Magnesia-alumina bricks are alkaline refractory materials with periclase as the main crystalline phase and magnesia-alumina spinel as the bonding phase. They contain approximately 85% MgO and 5%-10% Al₂O₃, and are manufactured through high-temperature sintering. Their core advantages are excellent thermal shock resistance, high load softening temperature, and strong slag resistance.
Performance characteristics:
1. Good thermal shock resistance: The linear expansion coefficient (10.6×10⁻⁶/℃) is about 20% lower than that of magnesia bricks, resulting in low thermal stress during temperature fluctuations. They can withstand 20-25 water cooling cycles without cracking.
2. Excellent high-temperature performance: The load softening temperature reaches 1580℃, and high-purity types exceed 1750℃. They exhibit high high-temperature strength and structural stability.
3. Strong corrosion resistance: As an alkaline material, they can resist corrosion from alkaline slag, molten steel, and glass, exhibiting outstanding resistance to glass corrosion.
4. Dense and durable structure: With an Al₂O₃ content <10%, the apparent porosity is 14%-18%, resulting in a dense brick body and long service life.
Main applications:
1. Metallurgical industry: Used in open-hearth furnace tops, converters, ladles, blast furnaces, and ladle refining furnaces, suitable for high-temperature and high-slag-corrosion conditions.

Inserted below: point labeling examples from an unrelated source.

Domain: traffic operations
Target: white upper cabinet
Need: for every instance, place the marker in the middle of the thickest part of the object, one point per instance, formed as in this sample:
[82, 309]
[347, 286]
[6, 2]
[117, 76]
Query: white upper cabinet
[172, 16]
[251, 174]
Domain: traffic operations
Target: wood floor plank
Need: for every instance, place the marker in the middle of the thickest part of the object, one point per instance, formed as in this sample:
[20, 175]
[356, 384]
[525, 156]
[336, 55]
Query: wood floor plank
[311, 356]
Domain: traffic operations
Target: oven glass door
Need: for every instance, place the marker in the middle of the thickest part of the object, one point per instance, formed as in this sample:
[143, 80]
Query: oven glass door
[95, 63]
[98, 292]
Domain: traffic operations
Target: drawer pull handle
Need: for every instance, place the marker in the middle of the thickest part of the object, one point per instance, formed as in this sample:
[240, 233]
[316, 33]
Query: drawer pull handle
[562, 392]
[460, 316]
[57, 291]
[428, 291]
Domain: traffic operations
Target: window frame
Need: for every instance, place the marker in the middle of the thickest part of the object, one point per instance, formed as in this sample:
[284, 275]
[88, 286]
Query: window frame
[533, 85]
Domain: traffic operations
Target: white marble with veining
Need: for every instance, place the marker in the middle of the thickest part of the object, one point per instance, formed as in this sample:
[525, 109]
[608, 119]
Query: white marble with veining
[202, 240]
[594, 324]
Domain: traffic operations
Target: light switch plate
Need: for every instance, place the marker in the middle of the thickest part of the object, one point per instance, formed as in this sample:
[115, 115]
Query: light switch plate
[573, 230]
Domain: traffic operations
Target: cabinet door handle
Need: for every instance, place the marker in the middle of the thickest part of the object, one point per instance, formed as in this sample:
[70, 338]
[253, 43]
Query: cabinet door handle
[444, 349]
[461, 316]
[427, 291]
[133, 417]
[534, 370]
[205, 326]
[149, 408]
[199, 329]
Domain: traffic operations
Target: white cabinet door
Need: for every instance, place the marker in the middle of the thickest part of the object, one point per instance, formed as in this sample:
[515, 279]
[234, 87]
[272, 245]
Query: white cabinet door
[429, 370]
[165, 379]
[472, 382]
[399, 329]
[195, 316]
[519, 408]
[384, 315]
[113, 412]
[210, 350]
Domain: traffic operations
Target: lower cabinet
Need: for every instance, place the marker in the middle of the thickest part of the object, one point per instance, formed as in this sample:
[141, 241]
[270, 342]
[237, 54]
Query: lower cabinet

2. Building materials industry: Used in the firing and transition zones of large cement rotary kilns to extend the kiln lining cycle.
3. Glass industry: Used in glass kiln regenerators, resistant to molten glass erosion and thermal shock.
4. Other high-temperature kilns: Used in non-ferrous metal smelting furnaces, refractory material firing kilns, and other high-temperature critical components.
Magnesium-alumina bricks are chromium-free and environmentally friendly, with balanced performance, making them a mainstream alkaline refractory material to replace magnesia-chrome bricks.